Proline accumulation in plants under drought conditions increased stress resistance due to its numerous functions under such conditions (Hamurcu et al. 2020). P5CS, a key gene involved in proline biosynthesis, has been reported to be induced under drought stress in various plants (Adamipour et al. 2020; Maghsoudi et al. 2018; Nasirzadeh et al. 2021; Safari et al. 2021). In the present study, the expression of P5CS was shown to be significantly higher under G3 and G4 treatment conditions than under G2, and its level of expression was found to be positively correlated with the proline level during drought treatment (Fig. 4D, Table 7). The results are consistent with previous findings reported by Dudziak et al., (2019); Maghsoudi et al., (2018), as initial drought treatment improved proline content and P5CS gene expression.

Similarly, in response to drought stress, abundant transcript profile of HSP, LEA, and DREB2 genes were found to increase at a lower magnitude in G2 plants than in G3 and G4 (Fig. 4E–G). LEA proteins have been found in a variety of species to protect protein clumping induced by desiccation or osmotic stress caused by a variety of environmental factors (Kamarudin et al. 2019). The expression HSP and DREB2 gene was detected under drought stress, conferring tolerance to drought in potato and soyabean (El-Esawi and Alayafi 2019; Li et al. 2020a). Based on the findings, the lower increased expression of these genes under G2 treatment conditions indicates that drought-hardening conferred drought tolerance to wheat genotypes in response to subsequent drought stress, which can be attributed to enhanced membrane status, evidenced by low MDA, and an enhanced antioxidant defense system.

The genes, RBCL (photosynthesis-related gene) and CCD1 (carotenoid-biosynthesis gene) are crucial in inducing stress-related genes and thus conferring drought resistance. Diverse genetic approaches and gene regulation are involved in various abiotic stress tolerance and adaptations (Ke et al. 2019; Wang et al. 2012). Previous study has emphasized the importance of the RBCL and CCD1 genes in tomato and carrot drought tolerance and adaptation (Raja et al. 2020; Zhang et al. 2021). The RBCL and CCD1 gene expressions were shown to be positively associated with chlorophyll and carotenoid concentration in these studies. However, in the present study, RBCL and CCD1 expression were shown to be highly expressed under drought treatment conditions, but negatively correlated with the content of these photosynthetic pigments. Interestingly, little is known about the pattern of expression of these genes in crops, particularly wheat under drought stress conditions. The findings shed light on the potential functions of the CCD1 and RBCL genes in drought-hardening and drought stress situations in wheat. In addition, differential expression patterns of the examined genes in various drought-hardening treatments of wheat genotypes under drought stress revealed that each genotype uses different molecular responses under the same conditions.

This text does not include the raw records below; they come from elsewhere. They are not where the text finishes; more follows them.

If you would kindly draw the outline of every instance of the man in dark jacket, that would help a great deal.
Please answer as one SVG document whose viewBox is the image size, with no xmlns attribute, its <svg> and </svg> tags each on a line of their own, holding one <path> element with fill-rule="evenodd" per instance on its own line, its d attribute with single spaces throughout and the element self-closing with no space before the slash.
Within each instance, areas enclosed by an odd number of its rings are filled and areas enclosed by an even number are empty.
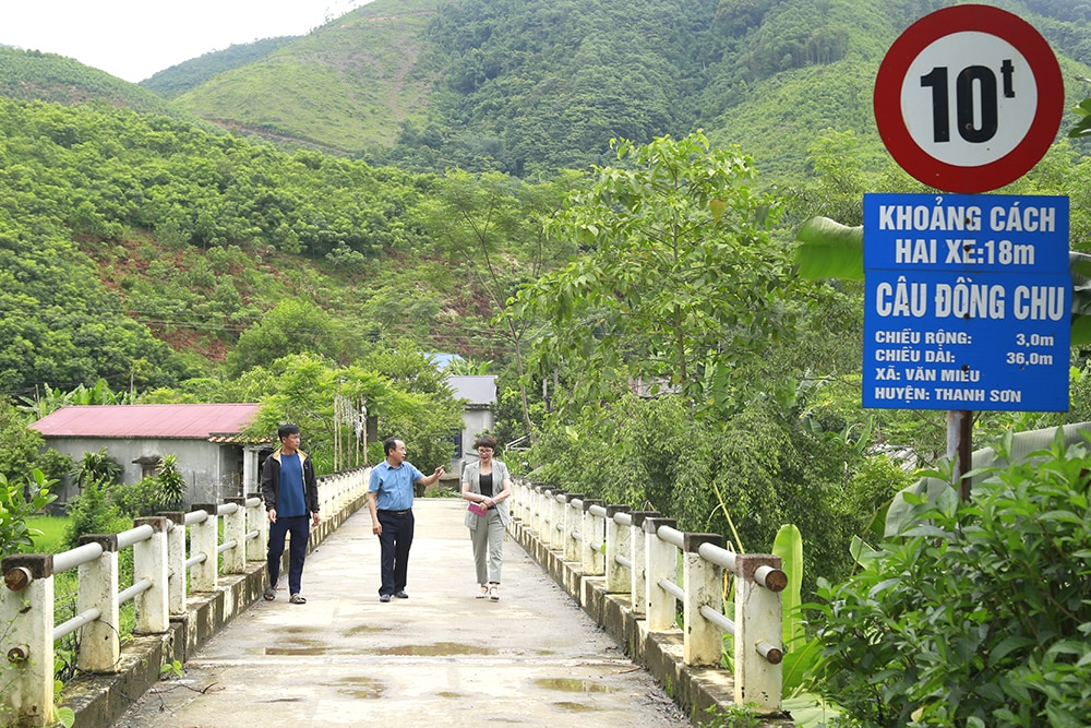
<svg viewBox="0 0 1091 728">
<path fill-rule="evenodd" d="M 311 526 L 319 525 L 319 486 L 314 464 L 299 449 L 299 428 L 281 425 L 277 430 L 280 447 L 265 460 L 262 466 L 262 499 L 269 516 L 269 585 L 265 599 L 276 599 L 276 584 L 280 578 L 280 559 L 284 539 L 288 541 L 288 598 L 293 605 L 307 604 L 299 594 L 303 577 L 303 559 Z"/>
</svg>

Identification of wheat drought resistance

Furthermore, a cluster analysis of the physiological and molecular indices divided the four wheat genotypes into two groups: group I drought-sensitive type which consisted of Geumgangmil and PL 257, and group II drought-tolerant type comprised PL 337 and PL 371. The cluster analysis approach has been applied for evaluating the drought tolerance level in various plant plants, such as cotton (Khan et al. 2020), maize (Chen et al. 2016), and wheat (Grzesiak et al. 2019). The findings provided insight into the response to drought hardening among wheat-rye translocation lines; 1AL.1RS (PL 371), 1BL.1RS (PL 337), and 1DL.1RS (PL 257) vs non-translocation lines (Geumgangmil).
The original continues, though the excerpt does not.